1965 novel by John Christopher

A Wrinkle In The Skin (also known as The Ragged Edge) is a 1965 post-apocalyptic science fiction novel written by the English author John Christopher.

==Plot summary==
A massive series of powerful earthquakes on a worldwide scale reduce towns and cities to rubble and plunge the few survivors into barbarism. Most of western Europe is dramatically uplifted, transforming the English Channel into a muddy desert, while elsewhere lands are plunged below sealevel and flooded.

The protagonist is Matthew Cotter, a Guernsey horticulturalist who finds himself one of only a handful of survivors on the former island.
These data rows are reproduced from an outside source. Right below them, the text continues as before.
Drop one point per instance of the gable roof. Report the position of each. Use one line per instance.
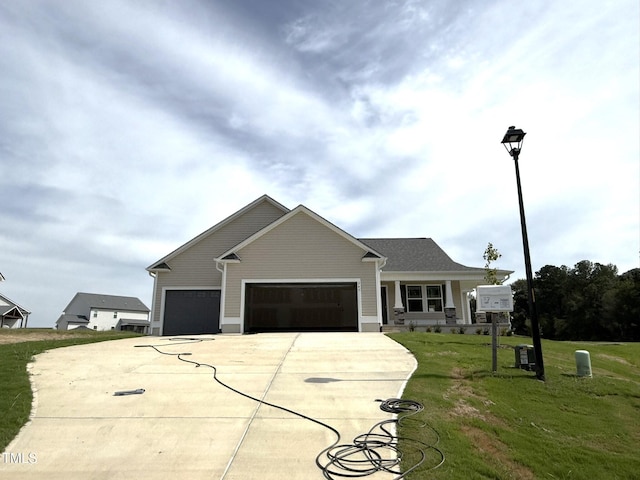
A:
(84, 302)
(74, 319)
(4, 309)
(416, 255)
(162, 263)
(370, 253)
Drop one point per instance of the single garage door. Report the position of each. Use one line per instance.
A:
(295, 307)
(191, 312)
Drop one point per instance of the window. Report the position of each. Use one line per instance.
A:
(434, 298)
(414, 298)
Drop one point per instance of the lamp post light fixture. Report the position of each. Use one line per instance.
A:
(512, 141)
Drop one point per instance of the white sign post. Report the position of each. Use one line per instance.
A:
(494, 298)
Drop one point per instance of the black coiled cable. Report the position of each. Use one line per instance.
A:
(371, 452)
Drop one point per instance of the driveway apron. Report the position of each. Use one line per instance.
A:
(184, 424)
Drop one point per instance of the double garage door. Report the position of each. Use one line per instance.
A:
(295, 307)
(269, 307)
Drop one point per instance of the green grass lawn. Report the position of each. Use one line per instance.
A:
(508, 425)
(15, 389)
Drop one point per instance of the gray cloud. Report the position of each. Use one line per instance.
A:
(129, 128)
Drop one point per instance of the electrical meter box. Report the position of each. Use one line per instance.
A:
(525, 357)
(494, 298)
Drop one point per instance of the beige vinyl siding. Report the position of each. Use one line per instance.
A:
(195, 267)
(301, 248)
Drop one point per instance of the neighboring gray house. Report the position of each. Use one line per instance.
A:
(12, 315)
(105, 312)
(268, 268)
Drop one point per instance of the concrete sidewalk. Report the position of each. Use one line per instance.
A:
(186, 425)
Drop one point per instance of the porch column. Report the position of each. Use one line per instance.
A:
(398, 295)
(449, 306)
(398, 307)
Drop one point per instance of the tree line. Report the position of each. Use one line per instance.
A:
(590, 301)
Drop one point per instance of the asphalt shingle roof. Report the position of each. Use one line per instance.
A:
(415, 255)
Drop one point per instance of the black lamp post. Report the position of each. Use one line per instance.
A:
(512, 141)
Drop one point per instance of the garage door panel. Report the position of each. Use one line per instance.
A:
(191, 312)
(301, 307)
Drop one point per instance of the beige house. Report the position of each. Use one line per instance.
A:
(268, 268)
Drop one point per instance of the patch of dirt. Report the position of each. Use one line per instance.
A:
(495, 452)
(7, 337)
(615, 359)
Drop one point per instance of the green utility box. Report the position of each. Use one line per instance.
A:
(525, 357)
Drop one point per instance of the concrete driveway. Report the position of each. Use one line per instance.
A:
(186, 425)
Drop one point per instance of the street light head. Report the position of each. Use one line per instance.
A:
(512, 140)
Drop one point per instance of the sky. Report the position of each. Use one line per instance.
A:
(127, 128)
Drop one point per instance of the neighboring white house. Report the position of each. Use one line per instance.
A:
(12, 315)
(105, 312)
(268, 268)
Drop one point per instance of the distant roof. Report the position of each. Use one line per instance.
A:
(72, 318)
(415, 255)
(6, 303)
(110, 302)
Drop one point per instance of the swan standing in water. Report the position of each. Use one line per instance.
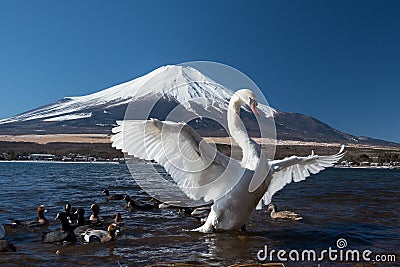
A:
(201, 172)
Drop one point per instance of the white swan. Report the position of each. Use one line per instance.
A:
(200, 171)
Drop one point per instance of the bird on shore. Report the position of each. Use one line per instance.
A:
(93, 235)
(202, 172)
(284, 214)
(64, 234)
(113, 196)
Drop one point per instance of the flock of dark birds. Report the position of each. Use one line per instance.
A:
(75, 227)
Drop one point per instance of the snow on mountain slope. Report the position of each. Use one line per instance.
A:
(182, 83)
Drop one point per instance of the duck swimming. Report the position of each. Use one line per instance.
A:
(64, 234)
(94, 217)
(92, 235)
(282, 214)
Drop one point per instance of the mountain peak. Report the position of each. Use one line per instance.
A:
(183, 83)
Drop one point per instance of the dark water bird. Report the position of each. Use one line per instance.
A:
(70, 211)
(138, 205)
(94, 217)
(7, 246)
(92, 235)
(120, 224)
(282, 214)
(64, 234)
(113, 196)
(170, 205)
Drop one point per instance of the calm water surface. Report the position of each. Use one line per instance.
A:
(362, 206)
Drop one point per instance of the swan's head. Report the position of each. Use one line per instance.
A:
(247, 96)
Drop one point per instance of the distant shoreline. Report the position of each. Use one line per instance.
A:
(58, 161)
(105, 138)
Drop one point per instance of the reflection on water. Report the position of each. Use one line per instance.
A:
(361, 206)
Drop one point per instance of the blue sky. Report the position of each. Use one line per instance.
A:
(338, 61)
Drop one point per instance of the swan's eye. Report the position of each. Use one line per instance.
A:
(253, 101)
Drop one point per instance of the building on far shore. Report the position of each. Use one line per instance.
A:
(46, 157)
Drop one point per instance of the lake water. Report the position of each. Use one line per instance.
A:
(362, 206)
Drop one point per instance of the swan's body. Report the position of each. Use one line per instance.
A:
(200, 171)
(283, 214)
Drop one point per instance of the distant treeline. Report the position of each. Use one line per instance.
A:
(18, 150)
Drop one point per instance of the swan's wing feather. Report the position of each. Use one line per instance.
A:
(296, 169)
(195, 165)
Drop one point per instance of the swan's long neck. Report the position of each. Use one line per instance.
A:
(239, 134)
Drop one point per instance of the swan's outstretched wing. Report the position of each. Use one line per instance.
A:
(195, 165)
(296, 169)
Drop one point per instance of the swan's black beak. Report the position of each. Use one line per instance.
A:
(253, 107)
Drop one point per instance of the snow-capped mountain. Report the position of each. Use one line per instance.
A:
(166, 88)
(180, 83)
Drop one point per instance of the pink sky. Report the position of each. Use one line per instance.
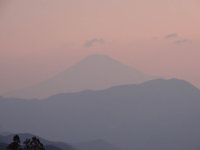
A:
(40, 38)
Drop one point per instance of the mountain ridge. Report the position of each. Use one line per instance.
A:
(152, 115)
(94, 72)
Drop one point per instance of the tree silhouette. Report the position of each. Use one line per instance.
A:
(28, 144)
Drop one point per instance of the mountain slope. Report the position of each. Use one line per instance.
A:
(158, 114)
(49, 145)
(94, 72)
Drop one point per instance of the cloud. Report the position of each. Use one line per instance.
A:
(173, 35)
(93, 41)
(182, 41)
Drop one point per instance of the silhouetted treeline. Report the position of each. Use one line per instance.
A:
(28, 144)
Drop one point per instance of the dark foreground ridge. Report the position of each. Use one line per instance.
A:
(158, 114)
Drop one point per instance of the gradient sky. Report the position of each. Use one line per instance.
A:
(40, 38)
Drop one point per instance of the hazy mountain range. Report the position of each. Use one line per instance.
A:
(49, 145)
(95, 72)
(158, 114)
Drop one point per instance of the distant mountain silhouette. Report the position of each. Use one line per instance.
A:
(49, 145)
(95, 72)
(158, 114)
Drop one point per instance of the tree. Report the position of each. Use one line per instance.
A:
(28, 144)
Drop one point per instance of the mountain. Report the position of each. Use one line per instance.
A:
(95, 72)
(95, 145)
(158, 114)
(49, 145)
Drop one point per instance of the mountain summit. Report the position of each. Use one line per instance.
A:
(95, 72)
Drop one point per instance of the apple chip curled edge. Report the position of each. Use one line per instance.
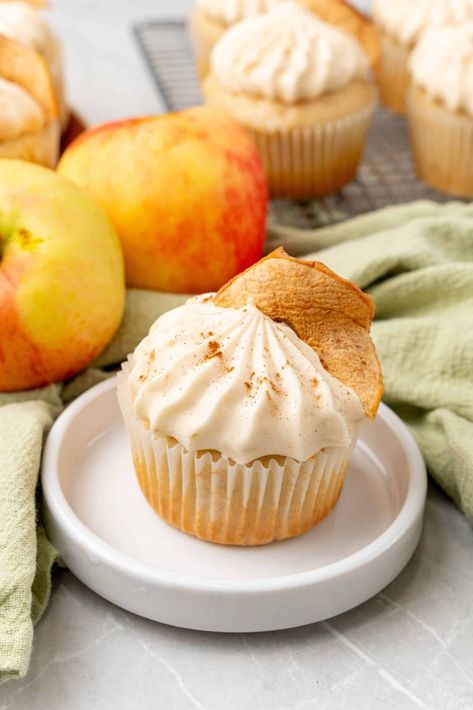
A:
(348, 18)
(329, 313)
(25, 67)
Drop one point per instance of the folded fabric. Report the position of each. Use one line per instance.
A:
(416, 261)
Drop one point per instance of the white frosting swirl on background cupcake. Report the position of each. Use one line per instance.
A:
(231, 11)
(21, 21)
(19, 112)
(287, 55)
(442, 64)
(235, 381)
(407, 19)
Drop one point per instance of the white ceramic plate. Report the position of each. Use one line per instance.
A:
(113, 542)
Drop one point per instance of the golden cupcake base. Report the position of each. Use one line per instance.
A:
(313, 161)
(215, 502)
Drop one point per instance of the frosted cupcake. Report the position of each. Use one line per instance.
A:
(29, 122)
(302, 89)
(440, 109)
(401, 23)
(211, 18)
(240, 434)
(25, 22)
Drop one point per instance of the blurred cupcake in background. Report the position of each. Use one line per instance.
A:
(25, 22)
(302, 88)
(400, 24)
(344, 15)
(440, 108)
(211, 18)
(29, 124)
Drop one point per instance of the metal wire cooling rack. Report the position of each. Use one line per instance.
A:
(386, 175)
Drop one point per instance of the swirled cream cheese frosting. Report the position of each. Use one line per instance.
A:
(407, 19)
(442, 64)
(21, 21)
(287, 55)
(231, 11)
(235, 381)
(19, 112)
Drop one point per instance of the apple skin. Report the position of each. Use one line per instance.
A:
(186, 193)
(62, 285)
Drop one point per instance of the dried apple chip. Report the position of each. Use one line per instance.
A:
(348, 18)
(27, 68)
(329, 313)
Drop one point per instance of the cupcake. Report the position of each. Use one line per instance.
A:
(401, 24)
(211, 18)
(25, 22)
(29, 116)
(345, 16)
(302, 89)
(243, 407)
(440, 108)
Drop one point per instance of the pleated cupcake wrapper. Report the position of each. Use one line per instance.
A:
(442, 143)
(41, 147)
(313, 160)
(216, 499)
(393, 74)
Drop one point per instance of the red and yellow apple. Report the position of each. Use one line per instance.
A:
(61, 277)
(185, 191)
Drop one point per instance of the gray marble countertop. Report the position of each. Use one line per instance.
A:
(409, 647)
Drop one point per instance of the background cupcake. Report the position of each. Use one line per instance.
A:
(401, 23)
(440, 108)
(239, 434)
(302, 89)
(29, 124)
(211, 18)
(26, 23)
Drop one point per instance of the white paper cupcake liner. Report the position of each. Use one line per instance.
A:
(41, 147)
(216, 499)
(313, 160)
(442, 144)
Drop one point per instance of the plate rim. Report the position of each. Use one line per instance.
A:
(84, 538)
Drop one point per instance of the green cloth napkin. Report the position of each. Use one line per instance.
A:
(415, 260)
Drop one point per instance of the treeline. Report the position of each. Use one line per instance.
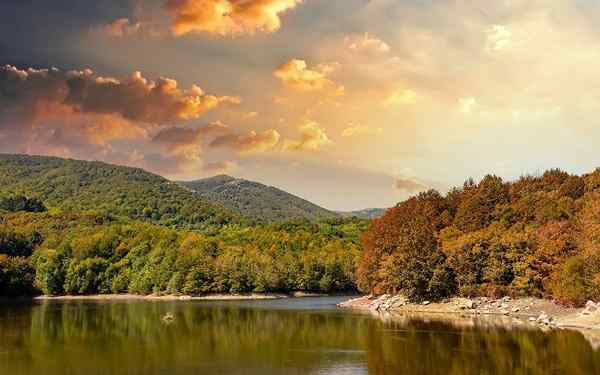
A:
(89, 253)
(538, 236)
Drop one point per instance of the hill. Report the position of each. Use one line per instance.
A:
(367, 213)
(257, 200)
(76, 185)
(537, 236)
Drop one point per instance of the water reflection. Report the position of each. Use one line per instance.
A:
(284, 337)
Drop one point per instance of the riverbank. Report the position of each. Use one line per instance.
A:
(530, 311)
(209, 297)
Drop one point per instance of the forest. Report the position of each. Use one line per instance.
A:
(537, 236)
(91, 253)
(73, 227)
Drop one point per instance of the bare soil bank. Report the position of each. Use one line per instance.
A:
(210, 297)
(506, 312)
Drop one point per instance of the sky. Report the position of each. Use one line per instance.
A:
(348, 103)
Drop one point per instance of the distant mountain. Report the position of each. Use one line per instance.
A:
(368, 213)
(256, 200)
(82, 185)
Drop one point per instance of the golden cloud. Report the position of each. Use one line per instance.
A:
(312, 138)
(366, 43)
(135, 98)
(357, 130)
(227, 17)
(121, 28)
(409, 185)
(248, 143)
(298, 75)
(401, 96)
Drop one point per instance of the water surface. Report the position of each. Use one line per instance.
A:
(296, 336)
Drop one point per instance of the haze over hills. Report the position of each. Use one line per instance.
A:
(257, 200)
(82, 185)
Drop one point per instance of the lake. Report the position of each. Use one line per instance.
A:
(292, 336)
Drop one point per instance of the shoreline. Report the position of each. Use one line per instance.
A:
(525, 312)
(172, 297)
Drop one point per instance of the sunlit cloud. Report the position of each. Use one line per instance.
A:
(253, 142)
(296, 74)
(121, 28)
(360, 130)
(312, 138)
(409, 185)
(498, 38)
(227, 17)
(401, 96)
(366, 43)
(466, 105)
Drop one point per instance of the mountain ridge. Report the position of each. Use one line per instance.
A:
(255, 199)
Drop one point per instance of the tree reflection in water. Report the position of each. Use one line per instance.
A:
(244, 338)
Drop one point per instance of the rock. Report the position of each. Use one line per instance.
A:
(168, 318)
(544, 318)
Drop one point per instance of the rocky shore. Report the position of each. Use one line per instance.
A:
(529, 311)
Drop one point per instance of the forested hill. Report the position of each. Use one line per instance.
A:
(537, 236)
(257, 200)
(367, 214)
(81, 185)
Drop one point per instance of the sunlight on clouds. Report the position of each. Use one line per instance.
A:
(498, 38)
(121, 28)
(312, 138)
(298, 75)
(401, 96)
(366, 43)
(466, 105)
(358, 130)
(227, 17)
(252, 142)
Cotter decides to trek across the empty seabed to England, in the faint hope that his daughter has somehow survived. He finds the situation on the former mainland has descended to barbarism, with competing bands of scavengers preying on survivors. He and his companion, a young boy named Billy, meet a captain who has lost his mind, in his ship on the bottom of the Channel. They are welcomed heartily, provided with food, clothes, and lodging, and even shown movies, but forbidden to take any provisions with them when they leave. They finally make their way to the borders of Sussex, where his daughter was staying, only to discover that the land has slipped beneath the sea.

Cotter and Billy eventually return to Guernsey, where they are unexpectedly reunited with a group of survivors that they had met on the former mainland.